Y vino Casado. De Casado no quiero hablar mucho, que a poco que digas ya es ensañamiento. Aquí la dispersión nuclear alcanzó el punto de fusión, o lo que alcance el núcleo de plutonio. Era atómico, con el tamaño de coherencia política de un átomo, de uno sólo. El mundo se dividía en él y el resto. El resto, que iba desde Abascal a Ayuso, de Sánchez a Aznar, era amplio. A veces se regocijaba acercándose a algunas de esas gentes, siempre que llevaran banderas adecuadas y silbaran el himno de la selección española de fútbol. Casado tiene aspecto de llevar siempre una bandera. Pero no como un furriel que asalta una colina en el Barranco del Lobo, sino con desgana, con la elegancia debida a las masas a las que uno debe guiar. Se lo dijo Feijóo en su despedida: «Gracias por aguantar la bandera del PP». Maldad exquisita de cuando Feijóo aún parecía Feijóo fuera de Galicia. A Casado no le gustaría la corrupción de su partido. Y menos que se la recordaran. A sí que hablaba de cosas diversas. Una vez mi hijo, que tendría 10 años, tras escucharle en la radio, me preguntó si era un político de verdad o un cómico imitador. No tuve ánimo para contarle la verdad: era las dos cosas a la vez. Parodia de sí mismo, capitán de pijos, desalmado en un partido muy corporal y frutal, el primer intento que hizo de ponerse en su sitio se le volvió en contra. Sólo entendió la realidad el día en que le encaminaron a ella las huestes dicharacheras de Ayuso y sus navajeros de cámara.

Y llegó Feijóo. Sangre fresca gallega para alimentar a los leviatanes de la meseta. Con él, el mito del gallego que oculta celosamente lo que hace en las escaleras, ha trascendido: sube o baja a la vez, o él cree que está en la escalera pero habita el sótano. A día de hoy su desarreglo con la realidad sensible es tal que no pretendo meter cuñas en sus uñas, que tampoco es para tanto. No hay mayor irrealidad que un hombre con el único propósito de aniquilar a otro hombre, derogarlo.

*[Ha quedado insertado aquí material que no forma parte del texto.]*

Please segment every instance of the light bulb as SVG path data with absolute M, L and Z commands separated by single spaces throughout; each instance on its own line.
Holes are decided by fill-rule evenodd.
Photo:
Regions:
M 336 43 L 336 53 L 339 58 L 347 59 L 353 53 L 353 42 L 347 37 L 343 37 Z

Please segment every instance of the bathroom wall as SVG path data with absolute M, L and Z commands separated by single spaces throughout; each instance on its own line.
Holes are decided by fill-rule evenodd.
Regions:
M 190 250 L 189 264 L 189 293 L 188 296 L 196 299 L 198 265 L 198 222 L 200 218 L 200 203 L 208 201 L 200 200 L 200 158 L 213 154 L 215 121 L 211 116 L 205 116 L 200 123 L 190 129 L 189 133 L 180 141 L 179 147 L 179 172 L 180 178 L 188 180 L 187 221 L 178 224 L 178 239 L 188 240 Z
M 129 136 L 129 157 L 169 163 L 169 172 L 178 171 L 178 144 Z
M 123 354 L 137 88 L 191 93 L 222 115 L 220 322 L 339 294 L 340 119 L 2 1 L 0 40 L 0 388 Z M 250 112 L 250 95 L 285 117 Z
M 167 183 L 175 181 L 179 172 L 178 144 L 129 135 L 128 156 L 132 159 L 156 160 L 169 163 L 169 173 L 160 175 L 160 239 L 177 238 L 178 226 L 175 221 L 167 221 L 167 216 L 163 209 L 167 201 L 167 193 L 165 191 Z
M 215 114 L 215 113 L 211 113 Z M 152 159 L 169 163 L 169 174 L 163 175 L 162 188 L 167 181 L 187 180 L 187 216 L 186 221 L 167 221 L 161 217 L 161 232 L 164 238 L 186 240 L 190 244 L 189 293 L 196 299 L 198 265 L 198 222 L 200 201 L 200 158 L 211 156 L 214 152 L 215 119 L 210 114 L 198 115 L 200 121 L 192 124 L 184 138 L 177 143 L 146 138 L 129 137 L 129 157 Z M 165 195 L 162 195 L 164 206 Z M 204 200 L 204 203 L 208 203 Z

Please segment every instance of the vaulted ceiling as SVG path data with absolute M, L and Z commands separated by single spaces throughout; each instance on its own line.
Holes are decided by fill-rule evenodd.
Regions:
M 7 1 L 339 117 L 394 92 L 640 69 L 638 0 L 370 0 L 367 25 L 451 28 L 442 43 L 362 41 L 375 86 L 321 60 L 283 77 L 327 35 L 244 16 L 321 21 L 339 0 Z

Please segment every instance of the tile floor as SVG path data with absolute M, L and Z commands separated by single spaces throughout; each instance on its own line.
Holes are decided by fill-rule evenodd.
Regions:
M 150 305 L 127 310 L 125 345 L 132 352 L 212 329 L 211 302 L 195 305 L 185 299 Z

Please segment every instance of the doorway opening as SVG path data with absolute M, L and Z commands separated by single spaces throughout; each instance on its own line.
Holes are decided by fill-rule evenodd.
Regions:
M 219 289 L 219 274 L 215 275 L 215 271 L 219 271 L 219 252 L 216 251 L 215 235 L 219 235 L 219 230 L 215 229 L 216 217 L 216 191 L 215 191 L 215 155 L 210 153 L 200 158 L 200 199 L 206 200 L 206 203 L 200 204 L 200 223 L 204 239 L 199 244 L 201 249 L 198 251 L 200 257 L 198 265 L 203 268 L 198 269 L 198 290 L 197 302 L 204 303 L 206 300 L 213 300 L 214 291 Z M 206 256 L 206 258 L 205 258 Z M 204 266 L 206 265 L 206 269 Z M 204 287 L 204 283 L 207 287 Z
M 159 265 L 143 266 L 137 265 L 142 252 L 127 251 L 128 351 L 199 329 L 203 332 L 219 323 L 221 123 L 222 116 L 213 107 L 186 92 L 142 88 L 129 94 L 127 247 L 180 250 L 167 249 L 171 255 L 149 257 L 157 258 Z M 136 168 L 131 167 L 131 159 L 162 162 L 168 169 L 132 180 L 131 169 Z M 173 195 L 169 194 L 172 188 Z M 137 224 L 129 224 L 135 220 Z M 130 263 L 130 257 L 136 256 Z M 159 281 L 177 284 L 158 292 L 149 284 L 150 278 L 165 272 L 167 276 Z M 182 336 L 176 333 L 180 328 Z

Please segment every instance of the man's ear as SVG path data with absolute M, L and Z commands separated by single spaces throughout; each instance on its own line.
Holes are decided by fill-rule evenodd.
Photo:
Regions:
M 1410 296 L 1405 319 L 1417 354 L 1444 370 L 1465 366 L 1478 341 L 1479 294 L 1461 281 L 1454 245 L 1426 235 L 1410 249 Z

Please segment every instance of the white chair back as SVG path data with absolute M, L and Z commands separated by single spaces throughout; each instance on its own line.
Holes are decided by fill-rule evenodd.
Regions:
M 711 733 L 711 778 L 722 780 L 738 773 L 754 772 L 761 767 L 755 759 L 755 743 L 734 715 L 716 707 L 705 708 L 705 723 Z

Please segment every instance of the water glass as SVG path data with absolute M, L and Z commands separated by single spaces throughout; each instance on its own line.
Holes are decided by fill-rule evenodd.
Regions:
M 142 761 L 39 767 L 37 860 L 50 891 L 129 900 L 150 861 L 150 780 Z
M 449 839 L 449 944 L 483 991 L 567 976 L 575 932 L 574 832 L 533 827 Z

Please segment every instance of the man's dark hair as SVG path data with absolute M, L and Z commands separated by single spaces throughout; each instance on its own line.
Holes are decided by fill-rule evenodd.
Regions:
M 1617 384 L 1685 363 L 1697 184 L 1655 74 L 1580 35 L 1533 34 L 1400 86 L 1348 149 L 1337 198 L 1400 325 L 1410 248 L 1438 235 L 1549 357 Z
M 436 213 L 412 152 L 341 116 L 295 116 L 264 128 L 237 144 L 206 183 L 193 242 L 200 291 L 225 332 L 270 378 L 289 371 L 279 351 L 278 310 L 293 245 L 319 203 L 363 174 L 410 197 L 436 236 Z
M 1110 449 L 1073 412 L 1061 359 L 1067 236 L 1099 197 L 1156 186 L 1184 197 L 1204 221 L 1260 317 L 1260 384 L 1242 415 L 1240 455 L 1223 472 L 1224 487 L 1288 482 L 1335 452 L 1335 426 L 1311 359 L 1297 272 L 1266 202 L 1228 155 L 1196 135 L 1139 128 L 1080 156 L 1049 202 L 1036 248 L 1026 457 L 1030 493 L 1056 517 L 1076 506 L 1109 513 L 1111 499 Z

En eso está Feijóo. Pero derogando, derogando, parece que cada día le añade medio metro a la estatura de Sánchez. Porque Sánchez es puro realismo. Feijóo es hiperrealismo, un leviatán radioactivo.

Fíjese usted, si no, en ese empeño por decir que cada cosa que hace Sánchez es fruto de un maquiavélico plan para asegurarse en el poder. Como sigue afianzado, habrá que reconocer que lo hace bien, según la propia regla de comparación de Feijóo. Ahora mismo todo el país-patriaunaeindivisible-Estadodelasautonomías coincide en que eso del procés, insensatamente lanzado por guevaristas de barretina y alimentado por madrileños de ruido y furia que quieren que la calle sea suya, o si no echamos bombas nucleares, el procés digo, se está derogando, después de algunas decisiones políticas que eran para que Sánchez siguiera en el poder. Pero no, Feijóo y sus ofendiditos piensan que el procés está más vivo que nunca y que Sánchez es más débil que nunca. Da igual que los de su partido en Catalunya indiquen otra cosa, que a ver si es que van a ser de Bildu. El único acceso a la realidad que tiene Feijóo es ahondar en su propia contradicción. Es lo único que le blinda frente a los voxeros y sus propios arrebatados militantes que sólo de sangre saben. Y así está, dispuesto a pagar con el ridículo todo intento de establecer que la verdad, como la calle antaño, es suya. Mañana será una cosa, pasado otra, tan distintas como iguales.

Y todo por un baño. Malditos imperialistas yanquis.